Affordability slipped below historical averages in 25% of housing markets in the first quarter of 2017 according to the Q1 2017 U.S. Home Affordability Index from ATTOM Data Solutions, a fused property database.

A total of 95 out of 379 counties analyzed in the report posted an affordability index below 100 in the first quarter, the highest share of markets below 100 since the fourth quarter of 2009.

An affordability index below 100 means that the share of average wages needed to buy a median-priced home is above the historic average for a given market.

The national affordability index in the first quarter of 2017 was 103, down from 108 in the fourth quarter and down from 119 a year ago to the lowest level since the fourth quarter of 2008. This drop in affordability means an average of 33.6% of weekly wages are needed to buy a median-priced home nationwide.

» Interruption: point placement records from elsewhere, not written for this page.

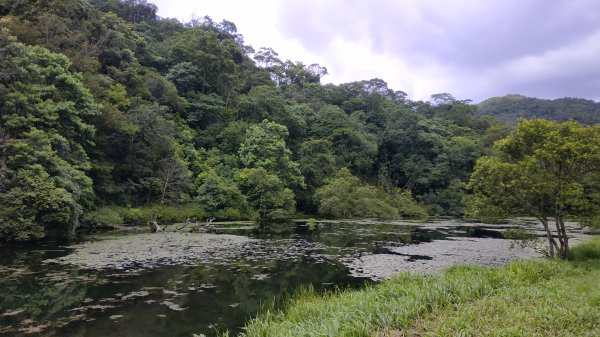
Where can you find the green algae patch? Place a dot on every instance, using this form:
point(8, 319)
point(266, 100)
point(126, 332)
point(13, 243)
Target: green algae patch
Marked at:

“Home affordability continued to worsen in the first quarter, not surprising given the continued strong growth in home prices combined with the recent rise in mortgage rates,” ATTOM Senior Vice President Daren Blomquist said.

“Stronger wage growth is the silver lining in this report, outpacing home price growth in more than half of the markets for the first time since Q1 2012, when median home prices were still falling nationwide,” Blomquist said. “If that pattern continues, it will help turn the tide in the eroding home affordability trend.”

But as for now, average income earners in 97 counties would need to pay more than 43%, the maximum debt-to-income ratios for qualified mortgages by the Consumer Financial Protection Bureau, to buy a median-priced home.